Seguì l'incarico, meno importante di quello a Belgrado, di ambasciatore ad Ankara (1936-38). Nel frattempo, il G. andava dissociandosi sempre di più dal regime fascista e, anche se non entrò in aperto contrasto con esso, fu collocato a riposo anticipatamente nel 1938.
Con il termine della sua carriera diplomatica si stabilì a Venezia e si dedicò ai suoi interessi letterari. Nel 1939, anche per desiderio del finanziere Giuseppe Volpi, entrò a far parte del consiglio di amministrazione delle Assicurazioni generali e nel 1942 negoziò gli interessi della ditta triestina a Zagabria e a Bucarest.
Durante il primo governo Badoglio accettò l'incarico di ministro della cultura popolare, anche se nutriva forti dubbi sull'uomo che il re aveva chiamato per sostituire B. Mussolini. Con l'armistizio dell'8 sett. 1943 tornò a vita privata a Venezia ma dovette lasciare la città e rifugiarsi a Nerviano in casa degli amici Caccia Dominioni.
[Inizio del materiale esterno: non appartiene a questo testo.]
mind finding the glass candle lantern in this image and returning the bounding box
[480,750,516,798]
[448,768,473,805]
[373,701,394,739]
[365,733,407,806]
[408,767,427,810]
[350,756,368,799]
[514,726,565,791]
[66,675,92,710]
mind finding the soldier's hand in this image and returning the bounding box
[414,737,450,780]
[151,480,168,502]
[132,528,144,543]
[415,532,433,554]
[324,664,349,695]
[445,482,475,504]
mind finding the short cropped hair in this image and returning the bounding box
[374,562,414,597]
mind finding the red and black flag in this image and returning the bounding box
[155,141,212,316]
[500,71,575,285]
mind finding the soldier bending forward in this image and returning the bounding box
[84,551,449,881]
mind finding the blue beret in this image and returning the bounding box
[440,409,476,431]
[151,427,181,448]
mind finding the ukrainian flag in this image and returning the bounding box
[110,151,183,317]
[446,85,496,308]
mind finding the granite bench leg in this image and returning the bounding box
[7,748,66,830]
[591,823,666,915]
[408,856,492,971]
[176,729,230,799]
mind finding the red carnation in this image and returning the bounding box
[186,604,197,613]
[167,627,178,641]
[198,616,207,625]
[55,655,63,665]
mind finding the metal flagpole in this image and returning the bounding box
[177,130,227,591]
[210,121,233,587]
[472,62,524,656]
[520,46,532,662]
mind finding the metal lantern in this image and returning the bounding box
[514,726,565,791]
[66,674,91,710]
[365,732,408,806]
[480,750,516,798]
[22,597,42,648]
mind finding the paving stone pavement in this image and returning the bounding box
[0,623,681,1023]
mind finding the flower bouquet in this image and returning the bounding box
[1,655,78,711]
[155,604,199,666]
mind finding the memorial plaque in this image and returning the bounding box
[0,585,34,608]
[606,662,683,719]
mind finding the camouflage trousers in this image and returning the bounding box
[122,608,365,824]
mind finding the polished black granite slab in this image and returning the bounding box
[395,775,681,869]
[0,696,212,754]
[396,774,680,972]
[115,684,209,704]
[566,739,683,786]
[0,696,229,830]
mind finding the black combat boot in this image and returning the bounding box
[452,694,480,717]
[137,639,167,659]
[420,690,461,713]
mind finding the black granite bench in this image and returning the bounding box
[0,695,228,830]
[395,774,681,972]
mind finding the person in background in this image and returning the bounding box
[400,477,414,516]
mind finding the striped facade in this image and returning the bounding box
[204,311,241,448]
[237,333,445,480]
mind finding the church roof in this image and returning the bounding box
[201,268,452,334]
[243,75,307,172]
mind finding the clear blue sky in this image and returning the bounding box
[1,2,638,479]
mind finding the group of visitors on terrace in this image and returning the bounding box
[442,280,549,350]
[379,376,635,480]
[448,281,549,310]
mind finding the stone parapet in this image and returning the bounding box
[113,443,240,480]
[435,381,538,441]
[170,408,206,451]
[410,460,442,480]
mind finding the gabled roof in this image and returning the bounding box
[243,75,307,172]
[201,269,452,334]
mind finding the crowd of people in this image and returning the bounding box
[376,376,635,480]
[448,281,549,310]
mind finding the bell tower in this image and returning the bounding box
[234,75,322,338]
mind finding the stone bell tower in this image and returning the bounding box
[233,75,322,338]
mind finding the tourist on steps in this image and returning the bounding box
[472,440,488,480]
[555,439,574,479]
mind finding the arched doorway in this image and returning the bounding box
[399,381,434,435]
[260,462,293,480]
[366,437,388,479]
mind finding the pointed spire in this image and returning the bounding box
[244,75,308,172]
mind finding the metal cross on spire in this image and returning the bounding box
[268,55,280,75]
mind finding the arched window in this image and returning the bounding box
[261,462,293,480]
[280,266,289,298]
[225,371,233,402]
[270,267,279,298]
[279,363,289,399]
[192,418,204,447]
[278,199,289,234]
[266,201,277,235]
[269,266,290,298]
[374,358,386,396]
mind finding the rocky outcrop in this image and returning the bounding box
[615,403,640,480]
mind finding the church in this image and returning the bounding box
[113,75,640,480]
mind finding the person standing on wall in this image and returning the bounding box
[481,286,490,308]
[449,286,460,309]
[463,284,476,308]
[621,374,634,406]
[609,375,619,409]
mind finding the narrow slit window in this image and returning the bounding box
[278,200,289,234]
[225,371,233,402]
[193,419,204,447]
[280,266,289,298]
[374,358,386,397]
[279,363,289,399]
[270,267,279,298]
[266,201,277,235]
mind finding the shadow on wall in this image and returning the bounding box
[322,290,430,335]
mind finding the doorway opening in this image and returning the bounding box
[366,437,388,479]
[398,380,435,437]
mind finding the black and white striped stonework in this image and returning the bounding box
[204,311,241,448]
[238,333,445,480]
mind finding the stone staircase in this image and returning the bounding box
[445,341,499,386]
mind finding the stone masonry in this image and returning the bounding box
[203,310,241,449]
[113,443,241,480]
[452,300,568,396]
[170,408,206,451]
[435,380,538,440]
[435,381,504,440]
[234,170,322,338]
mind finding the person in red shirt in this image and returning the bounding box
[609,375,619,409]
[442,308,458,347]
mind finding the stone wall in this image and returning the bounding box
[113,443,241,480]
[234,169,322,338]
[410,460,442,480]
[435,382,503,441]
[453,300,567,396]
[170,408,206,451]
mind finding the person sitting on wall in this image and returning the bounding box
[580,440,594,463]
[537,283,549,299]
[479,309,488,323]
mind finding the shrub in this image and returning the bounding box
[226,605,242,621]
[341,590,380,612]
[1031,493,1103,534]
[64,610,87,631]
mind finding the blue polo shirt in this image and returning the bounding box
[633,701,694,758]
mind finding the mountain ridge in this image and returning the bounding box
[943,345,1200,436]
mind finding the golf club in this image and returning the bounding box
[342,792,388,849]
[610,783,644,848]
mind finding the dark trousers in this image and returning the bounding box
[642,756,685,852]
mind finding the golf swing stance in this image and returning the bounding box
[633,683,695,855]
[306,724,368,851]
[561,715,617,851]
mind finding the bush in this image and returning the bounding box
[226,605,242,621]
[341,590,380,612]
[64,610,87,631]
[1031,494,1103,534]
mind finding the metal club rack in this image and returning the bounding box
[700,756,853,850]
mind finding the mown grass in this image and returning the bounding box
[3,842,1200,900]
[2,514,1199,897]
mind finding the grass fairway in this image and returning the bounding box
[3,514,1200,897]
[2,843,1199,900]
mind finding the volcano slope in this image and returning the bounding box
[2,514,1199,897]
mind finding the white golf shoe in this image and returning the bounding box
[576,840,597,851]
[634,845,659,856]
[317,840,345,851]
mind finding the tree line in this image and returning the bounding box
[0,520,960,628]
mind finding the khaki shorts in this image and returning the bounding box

Qui rimase, insieme con altri patrioti, finché venne trovato e portato in carcere a Milano. Rilasciato dopo un mese, fu nuovamente arrestato e condotto in campo di concentramento a Lumezzane. Con la fine dell'occupazione germanica tornò in libertà. Pubblicò il volume Diari e lettere.Tripoli 1911 e Trieste 1918 (Firenze 1951) e collaborò a numerosi periodici, come ABC e Nuova Antologia.
Si ritirò a vita privata a Venezia, dove morì il 12 genn. 1966.